I'm not sure I like what you are implying. What do you mean "people like me", and what makes you think I wanted or needed your help?
I'm not actually sure where this idea that melee has to target KAC comes from. There are plenty of EAC targeting melee weapons.
And I'm sure there are plenty of people who use apple computers.
Again, I'm not saying those options don't exist. They are just in a minority in both quantity and favor. Especially since amped up natural attacks are such a popular melee choice.
I'm fully aware that players use EAC melee weapons. I have a bombardier soldier with a Sonic pickaxe. That does not invalidate the fact that most melee options, especially the favor given to natural and unarmed attacks, target KAC. That's a simple fact. I am also fully aware that kac weapons, in either the ranged or melee category, do more damage. A tac semi auto does 1d6, wheras comperable energy weapons do 1d4. It is worth noting however that those same weapons have shorter ranges than their energy counterparts. This only reinforces my stance that, as a rule of thumb, kac = closer = harder to hit but more damage. Wheras EAC = further with same accuracy = less damage. Again, this is not a hard and fast rule, I never claimed it applied to all weapons, but it applies to enough of them that saying "most" is justified, and it's a reliable rule of thumb.
The same applies to monsters. You are pulling monsters who's kac is lower than expectation, I can find monsters I'm sure who have higher than expectation. Besides, it doesn't matter if the difference is 1, 2, or 10. It's a safe bet that if you are trying to decide to attack EAC or kac, EAC is going to be lower. There isn't enough outlier to establish itself as a norm rather than an exception.

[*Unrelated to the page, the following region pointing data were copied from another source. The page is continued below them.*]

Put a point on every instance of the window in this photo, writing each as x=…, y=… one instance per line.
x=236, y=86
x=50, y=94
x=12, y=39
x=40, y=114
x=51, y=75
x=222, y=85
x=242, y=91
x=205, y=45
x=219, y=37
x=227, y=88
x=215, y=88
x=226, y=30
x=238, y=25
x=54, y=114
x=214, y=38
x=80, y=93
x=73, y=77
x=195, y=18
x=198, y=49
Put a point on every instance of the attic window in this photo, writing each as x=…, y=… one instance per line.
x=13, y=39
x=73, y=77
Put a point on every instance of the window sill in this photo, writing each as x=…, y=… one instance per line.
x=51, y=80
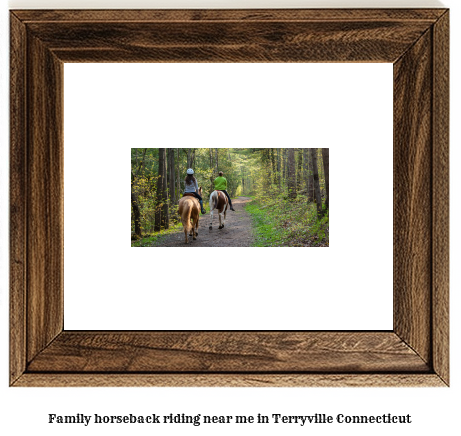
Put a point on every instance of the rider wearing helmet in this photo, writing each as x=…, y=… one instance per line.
x=191, y=187
x=220, y=184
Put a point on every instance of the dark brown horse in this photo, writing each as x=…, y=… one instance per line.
x=218, y=201
x=189, y=210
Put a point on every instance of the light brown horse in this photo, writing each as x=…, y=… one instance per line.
x=189, y=209
x=218, y=201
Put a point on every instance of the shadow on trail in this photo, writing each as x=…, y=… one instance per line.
x=236, y=232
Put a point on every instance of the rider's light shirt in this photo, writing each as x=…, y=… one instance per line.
x=191, y=188
x=220, y=184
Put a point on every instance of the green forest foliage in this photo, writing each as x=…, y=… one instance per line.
x=280, y=218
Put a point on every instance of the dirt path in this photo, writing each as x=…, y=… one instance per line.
x=236, y=232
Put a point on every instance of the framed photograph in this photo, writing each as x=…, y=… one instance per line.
x=414, y=353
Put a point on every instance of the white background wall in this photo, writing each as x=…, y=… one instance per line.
x=26, y=410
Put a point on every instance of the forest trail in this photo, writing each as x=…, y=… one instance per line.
x=236, y=232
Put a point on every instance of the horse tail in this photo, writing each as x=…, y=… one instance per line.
x=213, y=202
x=188, y=214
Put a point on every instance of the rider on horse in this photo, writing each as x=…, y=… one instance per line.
x=220, y=184
x=191, y=187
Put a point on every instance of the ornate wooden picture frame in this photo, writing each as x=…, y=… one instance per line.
x=414, y=353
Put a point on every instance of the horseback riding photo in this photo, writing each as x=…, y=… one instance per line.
x=263, y=197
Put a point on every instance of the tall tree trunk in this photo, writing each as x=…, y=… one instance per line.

Melee attacks are also mostly against KAC, whereas most guns are against EAC. Combine that with accuracy boosters, and ranged attacks are generally safer and more likely to hit. But melee attacks do more damage. As was said earlier, it's a risk/reward thing.
I'm not sure how melee would work as an Envoy.
That is a problem my Shirren Envoy has been having, and with her low Dex I had been strongly considering upping her strength to 13 so she could take heavy armor proficiency. But now that I'm planning to take medical expert, skill focus medicine, and increased telepathy as her feats up to level 12, I simply don't have room for heavy armor.
I do think Shirrens can be good Envoys though. Though they have a -2 charisma, they get a +2 diplomacy which more than makes up for it in that skill. A free reroll from communalism is never a bad thing, plus limited telepathy works through walls, so you can be heard as an envoy even when cut off. And often times, being heard is enough. Plus their racial HP is fairly high.
You only delay or give up your skill expertise at level 9, and you'll have three already at that point: sense motive, and any two of Diplomacy, bluff, culture, computers, disguise, engineering, intimidate, and medicine. If I'm giving up yet one more skill to add 1d6+2 to in exchange for a 9th level archetype ability, which is arguably the coolest ability in any archetype, well that to me sounds like a net positive.
Plus a lot of Archetypes actually don't have a 9th level replacement.
A thought I had, which I think would be Archetypes that people would use, could be called cross class Archetypes. This makes the "Archetypes usable by any class" a benefit.
Lvl 6: Oral Tradition
Lvl 12:A Minor in Science
Lvl 14:Graduate of Hard Knocks.
It's rough, and envoy was probably the worst class to try to make a fun archetype out of, but an idea. Would allow you to get specialization and other class abilities that aren't replaced on time.